Searing indictment on a world gone madly wrong

by Carl Muller

Sri Lankan Tamil poetry began in the Sangam Age and has continued uninterrupted through the centuries, absorbing the impact of South Indian Tamil poetry, growing with a distinctive voice to become as a mirror reflecting the conventions and traditions on both sides of the Palk Strait.

We saw a renaissance of this in the 1940s and, two decades later, it became evident that our Tamil poets were determined to develop a true Lankan-ness, become a voice that would emphasise, shout of the ways of Tamil life, love and labour, a voice that carried in it the rhythms of speech, verse-drama and imagery that would tell of the true Tamil quality of a Lankan existence.

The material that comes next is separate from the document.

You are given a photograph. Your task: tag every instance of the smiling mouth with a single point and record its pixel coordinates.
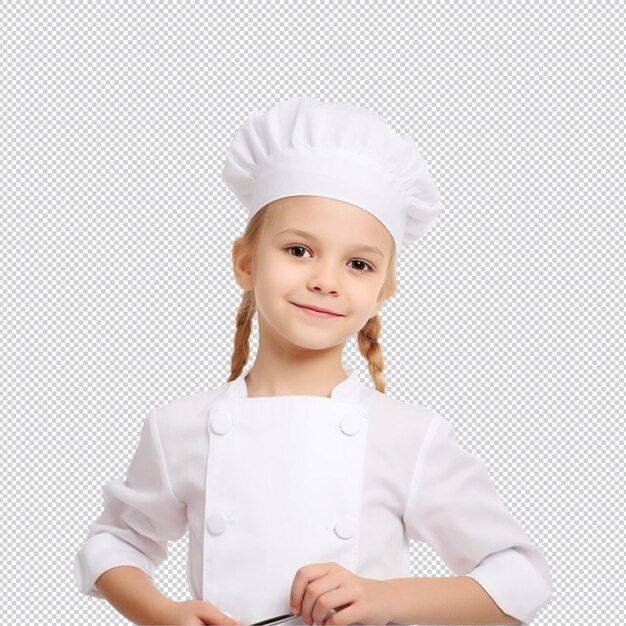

In 1977, there rose, as A.J. Canagaratna says, a resonant Third World voice-the voice of Prof. S. Sivasegaram - a political voice, electrifying, full of withering sarcasm, snapping at a jugular of a world where tyranny and oppression comes upon us, fists flailing. The force of Prof.

Sivasegaram's delivery has been widely appreciated, and his poems have been published in Sinhala, English, Kannada and Malayalam. He is also one of this country's few serious Tamil literary critics and has opened to the world (and not just the Tamil world,) a tall and wide casement, inviting more exploration, more understanding, more awareness of its universal significance.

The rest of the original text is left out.